Hydrothermal waves in sessile droplets evaporating at a constant contact angle mode

Abstract

Although various Marangoni instability patterns have been observed in evaporating sessile droplets, most are limited to a small contact angle. As a result, the droplets resemble a flat liquid layer, where the vertical temperature gradient dominates, and the hydrothermal waves (HTWs) predominantly driven by the tangential temperature gradient do not occur. In this paper, we focus on the possibility of HTWs in droplets with moderate contact angles using numerical simulation. For this purpose, a three-dimensional numerical model is proposed, in which the deformation of the droplet surface induced by evaporation can be directly calculated from the local evaporation flux. We predict fan-like HTWs with three blades in the droplet. The waves are located at the center region of the droplet and are uniformly distributed throughout the circumference; they simultaneously propagate along the anticlockwise and radial directions. With evaporation, the blades become shorter, whereas the fan-like shape and wave number remain without significant variation. The behavior of the fluid flow inside the droplet and its oscillatory characteristics were analyzed carefully. The numerical results were verified by experiments, and confirm that HTWs would only occur under moderate contact angles.

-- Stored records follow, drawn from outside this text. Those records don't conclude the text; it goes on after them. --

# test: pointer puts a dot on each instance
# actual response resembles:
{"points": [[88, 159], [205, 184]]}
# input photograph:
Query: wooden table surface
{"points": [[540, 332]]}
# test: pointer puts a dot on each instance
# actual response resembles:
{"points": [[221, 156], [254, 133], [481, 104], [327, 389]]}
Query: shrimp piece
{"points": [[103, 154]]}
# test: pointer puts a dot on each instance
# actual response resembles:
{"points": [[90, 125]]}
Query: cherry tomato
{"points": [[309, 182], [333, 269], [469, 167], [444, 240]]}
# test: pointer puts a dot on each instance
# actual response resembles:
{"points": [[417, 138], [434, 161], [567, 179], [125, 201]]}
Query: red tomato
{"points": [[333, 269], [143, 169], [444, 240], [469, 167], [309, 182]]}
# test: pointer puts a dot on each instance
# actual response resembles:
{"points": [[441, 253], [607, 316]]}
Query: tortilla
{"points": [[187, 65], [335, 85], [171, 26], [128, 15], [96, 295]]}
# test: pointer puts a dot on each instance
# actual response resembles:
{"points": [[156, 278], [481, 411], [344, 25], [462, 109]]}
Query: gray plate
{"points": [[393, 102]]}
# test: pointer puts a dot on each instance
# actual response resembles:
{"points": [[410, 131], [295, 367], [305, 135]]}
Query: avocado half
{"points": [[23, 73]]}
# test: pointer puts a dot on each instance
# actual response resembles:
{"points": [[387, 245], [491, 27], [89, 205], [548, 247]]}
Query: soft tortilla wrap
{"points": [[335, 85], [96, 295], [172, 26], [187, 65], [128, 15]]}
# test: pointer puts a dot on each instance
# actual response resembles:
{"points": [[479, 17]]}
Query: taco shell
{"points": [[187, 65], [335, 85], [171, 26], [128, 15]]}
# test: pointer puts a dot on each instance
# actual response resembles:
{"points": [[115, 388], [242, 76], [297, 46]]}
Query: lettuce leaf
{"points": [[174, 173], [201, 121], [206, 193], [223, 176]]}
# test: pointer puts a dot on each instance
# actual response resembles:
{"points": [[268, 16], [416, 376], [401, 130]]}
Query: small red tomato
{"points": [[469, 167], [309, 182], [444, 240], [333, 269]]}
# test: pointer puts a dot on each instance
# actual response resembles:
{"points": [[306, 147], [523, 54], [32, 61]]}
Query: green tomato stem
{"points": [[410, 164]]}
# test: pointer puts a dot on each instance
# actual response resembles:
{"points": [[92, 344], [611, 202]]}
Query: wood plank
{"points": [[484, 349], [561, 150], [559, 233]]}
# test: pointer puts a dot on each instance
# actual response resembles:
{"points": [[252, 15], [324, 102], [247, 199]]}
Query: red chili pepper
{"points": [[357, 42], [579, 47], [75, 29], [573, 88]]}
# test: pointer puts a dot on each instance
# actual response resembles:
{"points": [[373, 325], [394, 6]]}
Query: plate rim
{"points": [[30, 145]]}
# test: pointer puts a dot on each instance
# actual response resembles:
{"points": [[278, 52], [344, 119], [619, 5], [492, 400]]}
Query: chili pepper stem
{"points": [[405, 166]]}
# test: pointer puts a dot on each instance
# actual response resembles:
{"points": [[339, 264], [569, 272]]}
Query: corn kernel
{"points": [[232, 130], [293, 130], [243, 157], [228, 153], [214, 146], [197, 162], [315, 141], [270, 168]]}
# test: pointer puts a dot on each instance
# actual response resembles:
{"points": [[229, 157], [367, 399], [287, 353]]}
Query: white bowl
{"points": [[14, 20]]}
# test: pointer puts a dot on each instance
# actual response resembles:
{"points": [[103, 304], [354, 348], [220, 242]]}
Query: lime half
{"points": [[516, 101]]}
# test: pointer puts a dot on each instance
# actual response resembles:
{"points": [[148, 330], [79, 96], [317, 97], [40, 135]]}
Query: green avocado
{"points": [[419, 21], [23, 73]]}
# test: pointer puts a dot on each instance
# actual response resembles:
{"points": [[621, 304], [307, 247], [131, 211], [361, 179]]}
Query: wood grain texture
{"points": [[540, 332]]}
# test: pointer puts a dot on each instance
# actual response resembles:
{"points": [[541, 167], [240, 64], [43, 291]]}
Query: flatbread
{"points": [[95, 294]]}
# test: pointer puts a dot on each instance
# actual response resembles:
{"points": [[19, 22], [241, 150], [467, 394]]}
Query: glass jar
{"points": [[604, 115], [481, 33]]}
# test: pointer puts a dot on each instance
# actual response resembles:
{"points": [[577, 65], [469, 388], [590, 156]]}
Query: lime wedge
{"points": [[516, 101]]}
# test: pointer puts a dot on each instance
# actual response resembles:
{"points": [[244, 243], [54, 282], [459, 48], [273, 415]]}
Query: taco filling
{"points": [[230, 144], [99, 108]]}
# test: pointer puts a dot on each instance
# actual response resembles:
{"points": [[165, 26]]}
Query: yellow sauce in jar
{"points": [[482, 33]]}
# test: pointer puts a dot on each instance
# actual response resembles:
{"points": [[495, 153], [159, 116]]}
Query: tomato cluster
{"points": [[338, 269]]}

Additionally, a higher substrate temperature or a larger initial radius would promote the appearance of the irregular fan-like HTWs with two blades, whereas a sufficient small initial radius will inhibit the appearance of HTWs. The effects of the substrate temperature, the initial radius and the contact angle on the critical radius and the corresponding critical normal Marangoni number (Mav,c) for the disappearance of the HTWs were also studied.